Libor, or the daily London interbank offered rate, is a key benchmark rate that reflects how much it costs banks to borrow from each other. It is the reference rate for about $350,000bn of financial products, meaning that small moves up or down can have significant knock-on effects.

What is being investigated?

Several agencies around the globe, including the US Securities and Exchange Commission, the Justice Department, the Financial Services Authority in the UK as well as Japanese regulators are probing whether banks deliberately sought to skew Libor rates.

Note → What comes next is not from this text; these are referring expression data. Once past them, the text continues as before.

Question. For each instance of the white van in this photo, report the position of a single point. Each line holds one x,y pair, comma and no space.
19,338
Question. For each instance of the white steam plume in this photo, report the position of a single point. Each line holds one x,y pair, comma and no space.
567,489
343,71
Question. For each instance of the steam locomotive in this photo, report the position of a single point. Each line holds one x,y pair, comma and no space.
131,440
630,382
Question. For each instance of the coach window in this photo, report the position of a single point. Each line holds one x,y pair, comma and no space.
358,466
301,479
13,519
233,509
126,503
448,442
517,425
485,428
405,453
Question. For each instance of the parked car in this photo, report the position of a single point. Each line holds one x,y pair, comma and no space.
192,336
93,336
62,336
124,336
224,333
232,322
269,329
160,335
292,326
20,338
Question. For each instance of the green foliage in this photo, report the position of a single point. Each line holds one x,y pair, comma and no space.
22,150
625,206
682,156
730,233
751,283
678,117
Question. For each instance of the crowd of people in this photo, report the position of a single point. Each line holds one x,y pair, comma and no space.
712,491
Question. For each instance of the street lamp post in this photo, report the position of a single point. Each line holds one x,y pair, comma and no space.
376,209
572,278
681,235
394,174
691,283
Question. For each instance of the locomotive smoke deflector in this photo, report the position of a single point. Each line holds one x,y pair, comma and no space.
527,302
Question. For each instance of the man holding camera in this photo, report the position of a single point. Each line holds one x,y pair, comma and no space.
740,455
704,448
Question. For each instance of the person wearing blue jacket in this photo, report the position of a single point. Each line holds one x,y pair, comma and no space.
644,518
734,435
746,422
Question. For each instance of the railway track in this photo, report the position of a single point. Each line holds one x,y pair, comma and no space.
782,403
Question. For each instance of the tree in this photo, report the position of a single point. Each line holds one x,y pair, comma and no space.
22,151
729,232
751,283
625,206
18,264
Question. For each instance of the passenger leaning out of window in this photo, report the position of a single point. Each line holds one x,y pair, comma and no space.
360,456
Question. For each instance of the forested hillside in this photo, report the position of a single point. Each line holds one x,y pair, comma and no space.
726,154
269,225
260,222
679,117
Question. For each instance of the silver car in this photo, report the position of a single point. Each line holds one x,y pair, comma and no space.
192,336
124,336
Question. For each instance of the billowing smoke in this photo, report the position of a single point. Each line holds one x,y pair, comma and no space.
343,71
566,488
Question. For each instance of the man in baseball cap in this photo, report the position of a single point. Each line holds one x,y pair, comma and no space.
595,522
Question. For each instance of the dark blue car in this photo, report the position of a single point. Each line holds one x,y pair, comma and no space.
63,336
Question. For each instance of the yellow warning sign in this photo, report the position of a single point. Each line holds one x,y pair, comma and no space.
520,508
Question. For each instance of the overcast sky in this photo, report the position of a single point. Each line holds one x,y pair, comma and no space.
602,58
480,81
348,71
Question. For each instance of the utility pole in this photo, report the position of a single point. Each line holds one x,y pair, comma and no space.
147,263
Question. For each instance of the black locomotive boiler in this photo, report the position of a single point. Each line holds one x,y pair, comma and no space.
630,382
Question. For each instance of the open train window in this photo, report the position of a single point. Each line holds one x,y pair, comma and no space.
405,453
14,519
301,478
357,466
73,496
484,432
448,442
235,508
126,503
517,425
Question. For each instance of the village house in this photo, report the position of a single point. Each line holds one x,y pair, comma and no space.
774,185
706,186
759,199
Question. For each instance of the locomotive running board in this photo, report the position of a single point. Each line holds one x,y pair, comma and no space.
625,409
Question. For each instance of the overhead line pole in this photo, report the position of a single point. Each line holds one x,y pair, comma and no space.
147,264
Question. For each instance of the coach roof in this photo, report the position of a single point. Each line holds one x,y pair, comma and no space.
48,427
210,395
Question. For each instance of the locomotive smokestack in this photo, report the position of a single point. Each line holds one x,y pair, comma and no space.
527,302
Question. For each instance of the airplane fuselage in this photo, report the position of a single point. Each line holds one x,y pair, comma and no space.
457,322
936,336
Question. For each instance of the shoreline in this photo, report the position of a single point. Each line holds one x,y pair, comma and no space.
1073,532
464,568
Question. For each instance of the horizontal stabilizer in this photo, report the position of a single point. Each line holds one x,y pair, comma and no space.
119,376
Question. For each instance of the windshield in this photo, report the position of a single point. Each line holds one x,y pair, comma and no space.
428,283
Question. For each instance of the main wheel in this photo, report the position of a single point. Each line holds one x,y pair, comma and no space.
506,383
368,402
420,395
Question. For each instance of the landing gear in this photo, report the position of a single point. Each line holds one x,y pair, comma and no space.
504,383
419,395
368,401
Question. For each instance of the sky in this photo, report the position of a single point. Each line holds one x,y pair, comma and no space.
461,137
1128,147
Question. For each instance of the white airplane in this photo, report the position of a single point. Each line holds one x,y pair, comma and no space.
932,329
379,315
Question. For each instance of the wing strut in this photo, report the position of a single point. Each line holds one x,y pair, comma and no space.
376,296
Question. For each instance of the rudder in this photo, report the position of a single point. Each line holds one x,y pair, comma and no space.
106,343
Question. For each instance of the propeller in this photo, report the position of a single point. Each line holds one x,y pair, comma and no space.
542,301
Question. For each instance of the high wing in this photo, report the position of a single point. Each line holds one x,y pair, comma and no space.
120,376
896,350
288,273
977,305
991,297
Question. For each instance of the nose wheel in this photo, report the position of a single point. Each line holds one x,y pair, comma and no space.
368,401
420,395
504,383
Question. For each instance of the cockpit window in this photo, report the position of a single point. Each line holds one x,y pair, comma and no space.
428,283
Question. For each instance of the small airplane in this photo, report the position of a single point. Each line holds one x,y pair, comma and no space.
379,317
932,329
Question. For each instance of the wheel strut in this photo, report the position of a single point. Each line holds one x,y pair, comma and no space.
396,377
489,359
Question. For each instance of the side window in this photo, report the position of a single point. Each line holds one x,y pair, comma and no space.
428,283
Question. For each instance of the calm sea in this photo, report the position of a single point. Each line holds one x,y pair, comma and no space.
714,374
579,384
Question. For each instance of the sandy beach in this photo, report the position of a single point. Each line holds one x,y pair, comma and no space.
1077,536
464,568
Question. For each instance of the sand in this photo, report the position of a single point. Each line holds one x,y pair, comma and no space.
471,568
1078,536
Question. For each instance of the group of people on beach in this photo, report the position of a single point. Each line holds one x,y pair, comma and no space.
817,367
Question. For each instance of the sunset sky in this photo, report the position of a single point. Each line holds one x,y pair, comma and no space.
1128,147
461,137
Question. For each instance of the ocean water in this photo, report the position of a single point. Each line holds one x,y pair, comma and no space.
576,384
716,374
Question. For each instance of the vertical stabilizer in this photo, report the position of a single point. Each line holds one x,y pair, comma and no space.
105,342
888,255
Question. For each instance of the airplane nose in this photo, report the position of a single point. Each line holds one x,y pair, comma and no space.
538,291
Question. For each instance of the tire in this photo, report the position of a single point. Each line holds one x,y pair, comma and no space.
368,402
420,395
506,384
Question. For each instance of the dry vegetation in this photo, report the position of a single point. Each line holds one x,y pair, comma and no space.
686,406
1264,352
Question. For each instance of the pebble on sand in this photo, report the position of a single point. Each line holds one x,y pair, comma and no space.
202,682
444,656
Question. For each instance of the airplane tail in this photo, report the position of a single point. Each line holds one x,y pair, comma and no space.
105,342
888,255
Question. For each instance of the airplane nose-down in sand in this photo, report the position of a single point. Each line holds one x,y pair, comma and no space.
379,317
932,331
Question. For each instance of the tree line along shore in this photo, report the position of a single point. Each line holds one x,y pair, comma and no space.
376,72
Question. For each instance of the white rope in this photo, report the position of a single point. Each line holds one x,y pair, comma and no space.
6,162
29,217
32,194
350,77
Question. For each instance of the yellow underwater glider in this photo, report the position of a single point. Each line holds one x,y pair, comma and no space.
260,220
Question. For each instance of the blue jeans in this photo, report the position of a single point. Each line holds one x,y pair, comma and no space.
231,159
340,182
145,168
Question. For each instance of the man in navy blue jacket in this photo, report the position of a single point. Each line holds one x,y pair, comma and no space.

At Barclays, regulators are focusing on whether communications between traders at the bank and its treasury department, which submits its daily borrowing costs, violated rules, known as “Chinese walls”, designed to restrict information sharing between different parts of the bank, according to sources familiar with the probe.

Investigators are specifically looking at whether traders improperly influenced the daily submission process, according to those sources.

Regulators are also looking at whether some banks might have submitted artificial rates to cloak their true borrowing costs. UBS, Bank of America, Citigroup and WestLB have received subpoenas or requests for information from regulators in connection with the investigation.

What are “Chinese walls”?

Investment banks routinely use information-sharing restrictions to prevent bankers and traders in one part of a group profiting from price-sensitive inside information about activities in other parts of the bank. That applies to big mergers and acquisitions deals or initial public offerings as well as data on what a bank’s daily interbank borrowing costs may be.

How could Libor be manipulated?

The British Bankers’ Association, which sponsors the rate and uses Thomson Reuters to crunch the data, says that it would be almost impossible for a single bank to manipulate it.

Libor rates for short-term borrowing are published daily in 10 currencies across 15 periods – ranging from overnight to 12 months.

The association surveys banks about the rates at which they believe they can borrow “in a reasonable market”. The top and bottom quartile of reported rates are then dropped, with the average of the remainder used for index purposes – reducing the influence of a single institution.

Market participants and academics have repeatedly questioned the mechanism, pointing to a lack of transaction information to back up banks’ submissions as well as odd patterns that emerged during the financial crisis.